Re: [GIT PULL] Kbuild updates for v6.16-rc1
From: Masahiro Yamada
Date: Thu Jun 12 2025 - 11:43:38 EST
On Thu, Jun 12, 2025 at 5:01 PM Arnd Bergmann <arnd@xxxxxxxx> wrote:
>
> On Thu, Jun 12, 2025, at 03:42, Masahiro Yamada wrote:
> > On Wed, Jun 11, 2025 at 11:24 PM Arnd Bergmann <arnd@xxxxxxxx> wrote:
> >> On Wed, Jun 11, 2025, at 15:32, Masahiro Yamada wrote:
> >> > On Wed, Jun 11, 2025 at 4:55 PM Heiko Carstens <hca@xxxxxxxxxxxxx> wrote:
> >> I think this makes sense in general, but the output here is
> >> excessive if it leads to users no longer wanting to enable W=1.
> >>
> >> There are other warnings that I think should be enabled at the
> >> W=1 level (e.g. -Wformat-security) and eventually by default,
> >> but that are still too noisy at that level.
> >>
> >> My own cutoff would be at a few hundred warnings in allmodconfig
> >> builds if there is an effort to reduce it further, but it seems
> >> that this one is still at a few thousand, which does not seem ok.
> >
> > Then, what to do? Downgrade to W=2?
> >
> > I think nobody cares about W=2 builds,
>
> I think the first step would be mass-cleanup patches to get
> the initial numbers down. A lot of this can be scripted.
>
> > and the problem of all C files including <linux/export.h>
> > would remain forever.
>
> I'm missing a bit of background here, and I don't see this
> explained in the 5b20755b7780 ("init: move THIS_MODULE
> from <linux/export.h> to <linux/init.h>") changelog text
> either
I explained in 5b20755b7780 and also in the comment lines
in scripts/misc-check.
<linux/module.h> is included by modular (i.e. tristate) code,
which is symbol _consumers_.
<linux/export.h> is included by symbol _providers_.
These are independent, or in other words, orthogonal.
Therefore, there is no reason for <linux/module.h>
to include <linux/export.h>.
It is standard to split consumers and providers,
since they are included by different files.
See <linux/clk.h> vs <linux/clk-providers.h> as another example.
> What is the purpose of cleaning the linux/export.h inclusions,
> and what makes this one more important than others?
> I obviously understand that indirect header inclusions are
> a giant mess and that any such cleanup helps, but linux/export.h
> seems particularly small compared to many others. It was
> originally introduced so a lot of files would no longer have
> to pull in linux/module.h if they only care about using
> EXPORT_SYMBOL() and THIS_MODULE, so linux/module.h could
> eventually become private to kernel/module/*.c.
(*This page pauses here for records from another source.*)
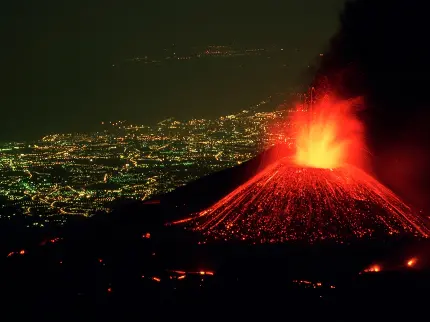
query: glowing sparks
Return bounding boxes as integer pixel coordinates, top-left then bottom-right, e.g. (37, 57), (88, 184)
(177, 159), (430, 242)
(293, 96), (363, 169)
(175, 95), (430, 243)
(406, 257), (418, 267)
(363, 264), (382, 273)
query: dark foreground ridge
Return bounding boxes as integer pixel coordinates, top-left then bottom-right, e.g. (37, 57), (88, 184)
(0, 145), (430, 321)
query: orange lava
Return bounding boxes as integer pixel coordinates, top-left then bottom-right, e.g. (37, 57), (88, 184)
(292, 95), (364, 169)
(173, 95), (430, 243)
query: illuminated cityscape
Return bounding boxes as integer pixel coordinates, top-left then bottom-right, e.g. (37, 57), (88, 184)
(0, 97), (294, 220)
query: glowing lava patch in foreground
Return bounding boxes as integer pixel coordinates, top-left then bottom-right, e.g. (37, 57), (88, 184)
(176, 97), (430, 243)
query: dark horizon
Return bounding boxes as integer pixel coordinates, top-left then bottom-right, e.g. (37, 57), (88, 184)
(0, 0), (344, 141)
I believe <linux/module.h> will remain, as modules must
define MODULE_LICENSE().
> Is this something you are trying to continue, or are you
> doing something else here?
>
> FWIW, I compared the preprocessed sizes of linux/export.h
> (~2000) and linux/module.h (~120,000), and it seems that almost
> none of those are needed by most of the files including
> linux/module.h. The one part that is commonly required is
> MODULE_{INFO,AUTHOR,LICENSE,DESCRIPTION}, so maybe there would
> be a chance to clean this up at the same time if you are
> planning some large-scale reshuffling of #include statements
> around export.h.
>
> Arnd
Split <linux/module.h> into public and private is good,
but it is beyond the scope of this work.
Regardless of the file size, if a file does not need to
include <linux/export.h>, the open syscall can be avoided.
80 % of *.c files do not need to include it.